Nach dem Tod meines Bruders bin ich oft mit meiner Mutter bei den Weasleys gewesen, obwohl sie so viele Kinder haben, war ich immer nur bei den Zwillingen. Irgendetwas hatte mich immer zu Fred gezogen und als ich ihn nun nach der Sortierung ansah, weiß ich, dass ich wohl nie wieder seine „Lena" sein werde. Bald schon sitzt Draco neben mir und sprüht vor Begeisterung. Wir sind immer noch zusammen. Niemand ist wirklich überrascht, als Harry Potter und Ronald Weasley nach Gryffindor geschickt werden.

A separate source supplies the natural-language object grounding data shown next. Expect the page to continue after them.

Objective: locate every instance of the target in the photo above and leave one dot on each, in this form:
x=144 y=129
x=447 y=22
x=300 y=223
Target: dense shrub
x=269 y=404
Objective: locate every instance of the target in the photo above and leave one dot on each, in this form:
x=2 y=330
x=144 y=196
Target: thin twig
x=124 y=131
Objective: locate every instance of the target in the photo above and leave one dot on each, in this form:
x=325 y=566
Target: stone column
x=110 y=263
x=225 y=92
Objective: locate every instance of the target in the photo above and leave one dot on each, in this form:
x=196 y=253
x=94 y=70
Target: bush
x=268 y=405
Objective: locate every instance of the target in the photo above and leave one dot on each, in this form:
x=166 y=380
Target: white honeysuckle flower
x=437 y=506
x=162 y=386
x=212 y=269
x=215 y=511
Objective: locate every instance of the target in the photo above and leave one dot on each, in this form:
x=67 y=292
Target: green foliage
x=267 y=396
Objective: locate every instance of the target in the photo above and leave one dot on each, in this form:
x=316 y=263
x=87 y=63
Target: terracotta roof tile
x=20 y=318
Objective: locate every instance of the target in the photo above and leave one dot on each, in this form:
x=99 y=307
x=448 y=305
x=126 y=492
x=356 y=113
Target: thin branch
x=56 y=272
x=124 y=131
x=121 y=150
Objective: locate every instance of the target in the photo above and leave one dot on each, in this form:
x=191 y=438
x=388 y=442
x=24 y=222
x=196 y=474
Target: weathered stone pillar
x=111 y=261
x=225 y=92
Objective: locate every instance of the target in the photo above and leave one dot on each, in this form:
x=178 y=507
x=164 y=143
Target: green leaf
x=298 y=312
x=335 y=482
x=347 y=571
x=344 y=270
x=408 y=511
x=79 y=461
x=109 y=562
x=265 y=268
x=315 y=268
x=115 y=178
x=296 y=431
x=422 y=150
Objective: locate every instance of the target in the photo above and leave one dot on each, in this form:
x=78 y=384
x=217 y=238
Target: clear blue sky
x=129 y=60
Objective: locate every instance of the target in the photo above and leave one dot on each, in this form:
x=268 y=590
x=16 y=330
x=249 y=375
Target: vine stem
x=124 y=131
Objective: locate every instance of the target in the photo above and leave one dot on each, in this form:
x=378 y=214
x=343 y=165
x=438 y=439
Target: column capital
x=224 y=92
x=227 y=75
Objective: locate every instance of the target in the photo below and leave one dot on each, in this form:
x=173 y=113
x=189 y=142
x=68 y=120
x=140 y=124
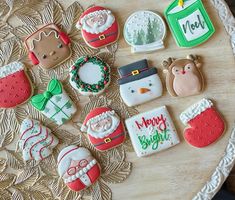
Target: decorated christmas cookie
x=78 y=168
x=205 y=124
x=15 y=85
x=99 y=27
x=139 y=83
x=48 y=47
x=189 y=22
x=36 y=141
x=104 y=128
x=90 y=75
x=145 y=31
x=152 y=131
x=183 y=76
x=54 y=103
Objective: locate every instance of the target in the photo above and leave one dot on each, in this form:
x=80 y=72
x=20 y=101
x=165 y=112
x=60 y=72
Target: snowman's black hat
x=135 y=71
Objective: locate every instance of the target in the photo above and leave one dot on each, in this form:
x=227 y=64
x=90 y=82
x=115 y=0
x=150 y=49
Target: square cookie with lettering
x=152 y=131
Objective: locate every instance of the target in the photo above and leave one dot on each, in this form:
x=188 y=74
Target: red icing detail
x=93 y=173
x=15 y=89
x=205 y=128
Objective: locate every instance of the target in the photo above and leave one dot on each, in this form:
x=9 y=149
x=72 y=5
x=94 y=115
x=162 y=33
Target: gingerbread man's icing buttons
x=77 y=167
x=48 y=46
x=145 y=31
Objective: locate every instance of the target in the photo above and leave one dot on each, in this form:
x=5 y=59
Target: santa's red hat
x=96 y=114
x=92 y=10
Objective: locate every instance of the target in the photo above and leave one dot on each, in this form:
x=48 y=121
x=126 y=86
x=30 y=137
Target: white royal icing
x=11 y=69
x=152 y=131
x=36 y=141
x=195 y=110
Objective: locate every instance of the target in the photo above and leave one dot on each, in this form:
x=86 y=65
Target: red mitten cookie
x=104 y=128
x=206 y=124
x=15 y=86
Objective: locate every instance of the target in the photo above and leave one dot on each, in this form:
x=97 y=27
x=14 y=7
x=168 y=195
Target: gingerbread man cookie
x=78 y=168
x=15 y=85
x=205 y=124
x=48 y=47
x=104 y=128
x=99 y=27
x=36 y=141
x=183 y=76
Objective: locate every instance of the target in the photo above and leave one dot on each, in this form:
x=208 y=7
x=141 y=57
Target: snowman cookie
x=48 y=47
x=145 y=31
x=36 y=141
x=205 y=124
x=77 y=167
x=104 y=128
x=183 y=76
x=152 y=131
x=54 y=103
x=90 y=75
x=139 y=83
x=99 y=27
x=15 y=85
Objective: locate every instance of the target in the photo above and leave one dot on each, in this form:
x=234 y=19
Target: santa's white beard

„Ich mag sie nicht, Ellie", meint Draco als wir bereits auf dem Weg zu unserem Gemeinschaftsraum sind. Unsicher schaue ich ihn an und warte auf eine weitere Erklärung. Er sieht mich an und schnaubt: „Na Potter und dieses kleine rote Wiesel, habe sie im Zug getroffen.... mit einem Schlammblut..."
Erschrocken sehe ich ihn an. Noch nie zuvor habe ich Draco jemanden als Schlammblut bezeichnen hören. Sehend, dass sein Mund sich weiterbewegt, höre ich dennoch keines seiner Worte. Etwas in meinem Bauch verwandelt ich in Eis und ich erkenne, dass sich alles hier ändern wird. Es verändert uns. In diesem Augenblick wusste ich, dass Draco und ich uns bald entscheiden mussten, wer wir wirklich sein wollen.